Relatos varios

Mi gozo en un pozo (1/3)


    No fue el primer sorbo el que lo despertó, pero si el más apasionado, el más desesperado y el más agradecido. Apenas como un parpadeo, como el que se despierta porque ha escuchado un ruido y vuelve a dormirse. Así empezó.

    Los siguientes sorbos fueron perdiendo en intensidad, pero sí que aumentaron en número. Y a más personas acudían a él, más forma iba tomando y mayor tiempo pasaba despierto. 
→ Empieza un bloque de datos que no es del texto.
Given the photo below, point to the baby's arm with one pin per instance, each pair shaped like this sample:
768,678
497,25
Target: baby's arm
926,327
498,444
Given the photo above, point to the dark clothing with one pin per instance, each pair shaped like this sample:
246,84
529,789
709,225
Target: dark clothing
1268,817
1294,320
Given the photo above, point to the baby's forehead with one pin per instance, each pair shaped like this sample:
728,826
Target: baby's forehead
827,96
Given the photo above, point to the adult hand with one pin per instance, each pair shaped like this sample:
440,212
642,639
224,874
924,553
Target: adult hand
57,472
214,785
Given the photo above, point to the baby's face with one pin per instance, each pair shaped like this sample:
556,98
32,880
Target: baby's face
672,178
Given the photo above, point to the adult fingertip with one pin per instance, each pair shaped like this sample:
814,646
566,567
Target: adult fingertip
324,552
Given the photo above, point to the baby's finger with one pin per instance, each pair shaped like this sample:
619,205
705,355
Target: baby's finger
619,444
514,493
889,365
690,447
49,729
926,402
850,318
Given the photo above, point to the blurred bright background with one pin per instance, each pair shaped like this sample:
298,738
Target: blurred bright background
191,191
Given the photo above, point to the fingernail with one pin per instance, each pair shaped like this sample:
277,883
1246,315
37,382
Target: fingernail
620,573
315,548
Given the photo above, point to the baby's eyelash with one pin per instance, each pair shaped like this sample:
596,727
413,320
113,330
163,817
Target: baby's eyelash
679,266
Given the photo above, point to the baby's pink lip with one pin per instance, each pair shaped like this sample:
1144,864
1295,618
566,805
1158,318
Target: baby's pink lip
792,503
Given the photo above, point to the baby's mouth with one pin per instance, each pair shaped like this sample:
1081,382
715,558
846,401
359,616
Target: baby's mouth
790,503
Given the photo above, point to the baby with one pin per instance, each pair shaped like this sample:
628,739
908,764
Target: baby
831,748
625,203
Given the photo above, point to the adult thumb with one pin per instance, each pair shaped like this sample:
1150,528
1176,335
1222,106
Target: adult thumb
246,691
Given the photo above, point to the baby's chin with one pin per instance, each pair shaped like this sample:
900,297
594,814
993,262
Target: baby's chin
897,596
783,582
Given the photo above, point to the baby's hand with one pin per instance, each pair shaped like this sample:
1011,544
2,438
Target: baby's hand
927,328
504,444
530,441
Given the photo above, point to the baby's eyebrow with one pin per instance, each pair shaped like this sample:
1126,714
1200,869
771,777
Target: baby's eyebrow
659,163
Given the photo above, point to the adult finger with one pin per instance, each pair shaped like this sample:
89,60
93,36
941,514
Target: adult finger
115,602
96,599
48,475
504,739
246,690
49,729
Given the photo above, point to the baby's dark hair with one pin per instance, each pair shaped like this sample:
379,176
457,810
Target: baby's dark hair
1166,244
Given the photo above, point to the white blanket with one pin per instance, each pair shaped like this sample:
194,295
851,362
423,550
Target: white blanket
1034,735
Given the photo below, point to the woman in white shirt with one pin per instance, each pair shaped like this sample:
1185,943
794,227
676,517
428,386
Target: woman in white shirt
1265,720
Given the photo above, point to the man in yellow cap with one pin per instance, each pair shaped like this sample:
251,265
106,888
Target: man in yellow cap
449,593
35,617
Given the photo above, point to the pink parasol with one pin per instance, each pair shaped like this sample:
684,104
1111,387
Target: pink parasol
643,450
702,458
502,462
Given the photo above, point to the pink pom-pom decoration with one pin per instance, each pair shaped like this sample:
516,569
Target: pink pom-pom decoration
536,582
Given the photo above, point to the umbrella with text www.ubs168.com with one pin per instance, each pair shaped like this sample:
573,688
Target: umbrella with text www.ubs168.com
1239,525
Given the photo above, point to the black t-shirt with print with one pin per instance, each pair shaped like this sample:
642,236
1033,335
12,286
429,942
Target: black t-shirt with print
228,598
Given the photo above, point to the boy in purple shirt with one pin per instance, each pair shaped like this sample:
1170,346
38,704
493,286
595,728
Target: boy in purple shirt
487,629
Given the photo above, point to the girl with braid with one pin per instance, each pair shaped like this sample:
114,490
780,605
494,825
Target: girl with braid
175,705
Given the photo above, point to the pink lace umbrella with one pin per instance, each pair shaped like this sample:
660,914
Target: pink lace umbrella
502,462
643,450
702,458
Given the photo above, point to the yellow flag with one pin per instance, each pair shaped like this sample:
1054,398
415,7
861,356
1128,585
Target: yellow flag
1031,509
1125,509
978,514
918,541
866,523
    Por un motivo que jamás nadie se planteó, ni siquiera él mismo, se dió cuenta de que era grande. Un humanoide, un homúnculo indefinido y enterrado en la tierra que conseguía alzar la mano y darle a su gente el agua que tanto necesitaban.

    No tenía una conciencia desarrollada ni una personalidad definida, pero su objetivo era dar. Y en la flor de su plenitud, podía y daba todo lo que podía. Notaba como su sangre pasaba a formar parte del pueblo que se reunía a su alrededor, tanto de sus habitantes como de sus plantas, animales e incluso de los ladrillos con lo que construían sus casas.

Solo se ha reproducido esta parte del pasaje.